Strobel: Eigentlich müsste es mehr Trennungen und Scheidungen geben. Aber ich weiss nicht, wie das wirtschaftlich aussieht. Viele haben jetzt ja völlig zu Recht, ökonomische Existenzängste. Und wenn die Wirtschaft, was ich befürchte, in eine richtige Krise ­gerät, dann kommt wieder der Überlebenstrieb und vielleicht die Erkenntnis: «Ich kann mir eine Trennung finanziell nicht leisten.»

Ist es denn sinnvoll, sich im Sinne des ­Überlebenstriebs, derart an die Kandare zu nehmen und zu vergewaltigen?

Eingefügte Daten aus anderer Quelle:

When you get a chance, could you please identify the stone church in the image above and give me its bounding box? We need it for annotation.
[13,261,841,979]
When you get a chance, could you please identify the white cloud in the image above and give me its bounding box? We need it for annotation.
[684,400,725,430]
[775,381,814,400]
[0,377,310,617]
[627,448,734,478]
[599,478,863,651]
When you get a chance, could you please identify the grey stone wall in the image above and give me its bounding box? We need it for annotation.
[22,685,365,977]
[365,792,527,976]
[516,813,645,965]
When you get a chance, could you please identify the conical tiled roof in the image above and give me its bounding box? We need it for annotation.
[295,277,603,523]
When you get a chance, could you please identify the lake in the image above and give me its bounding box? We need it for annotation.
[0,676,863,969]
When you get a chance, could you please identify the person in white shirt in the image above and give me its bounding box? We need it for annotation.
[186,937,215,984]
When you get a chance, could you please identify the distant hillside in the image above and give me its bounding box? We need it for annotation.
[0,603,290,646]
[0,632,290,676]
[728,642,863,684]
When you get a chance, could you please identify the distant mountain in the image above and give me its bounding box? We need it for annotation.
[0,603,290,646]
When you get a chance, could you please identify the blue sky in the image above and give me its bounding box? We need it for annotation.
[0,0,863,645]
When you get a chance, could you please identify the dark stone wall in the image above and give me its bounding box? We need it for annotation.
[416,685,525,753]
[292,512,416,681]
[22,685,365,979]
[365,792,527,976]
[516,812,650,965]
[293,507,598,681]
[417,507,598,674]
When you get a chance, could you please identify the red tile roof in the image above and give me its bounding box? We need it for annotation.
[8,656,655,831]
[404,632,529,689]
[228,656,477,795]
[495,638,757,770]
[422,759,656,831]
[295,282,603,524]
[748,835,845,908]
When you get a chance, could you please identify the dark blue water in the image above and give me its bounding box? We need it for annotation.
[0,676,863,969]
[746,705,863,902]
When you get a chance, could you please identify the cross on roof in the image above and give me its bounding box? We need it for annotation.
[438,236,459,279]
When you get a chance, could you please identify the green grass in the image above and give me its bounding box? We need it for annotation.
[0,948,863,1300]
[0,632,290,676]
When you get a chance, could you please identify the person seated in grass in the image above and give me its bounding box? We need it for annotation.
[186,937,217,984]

Strobel: Das Materielle ist so wichtig geworden, dass das Thema Lebensqualität für viele auch davon bestimmt wird. Also sagt man: «Lieber etwas unglücklich zusammenbleiben als etwas Neues zu probieren.» Was ist richtig? Das kann ich nicht beurteilen. Es ist immer eine Frage der Sichtweise. Wir sind einfach ­irrationale Wesen. Punkt. Ich glaube nicht an die Vernunft.

Sie sagen, die Einschränkungen des ­Lockdowns, waren unnötig. Egal, ob das stimmt oder das Gegenteil: Wie werden uns die gemachten Erfahrungen verändern?

Strobel: Der Mensch hat die Fähigkeit zu verdrängen. Auch Dinge, die sehr unangenehm sind. Wenn die wirtschaftlichen Auswirkungen nicht übermächtig werden, für einzelne oder für Gruppen, dann wird die Krise wahrscheinlich einfach verdrängt. Interessanter ist für mich die Frage, was bei einer zweiten Welle passiert. Man kann schliesslich nicht immer Lockdowns verhängen. Was aber, wenn ein Impfstoff gefunden ist und die allge­meine Impfpflicht kommt? Davor habe ich Angst.

Wie das? Eine solche Angst ist doch ­irrational.

Strobel: Nein, das ist es nicht. Es geht dabei um die Frage der Menschenrechte und um die Wahrung der Autonomie der einzelnen Individuen. Diese komplexe Fragestellung bedürfte jetzt allerdings einer weiteren gründlichen und faktenbasierten Analyse.

Im Gespräch mit: Martin Strobel
Martin Strobel

Martin Strobel ist eidgenössisch ­anerkannter Psychotherapeut mit ­Doktorhut. Er war viele Jahre tätig als Psychotherapeut und Psychologiedozent. Er hat 30 Jahre ­Erfahrung als ­internationaler Coach in den Bereichen ­Management, Sport und Kunst.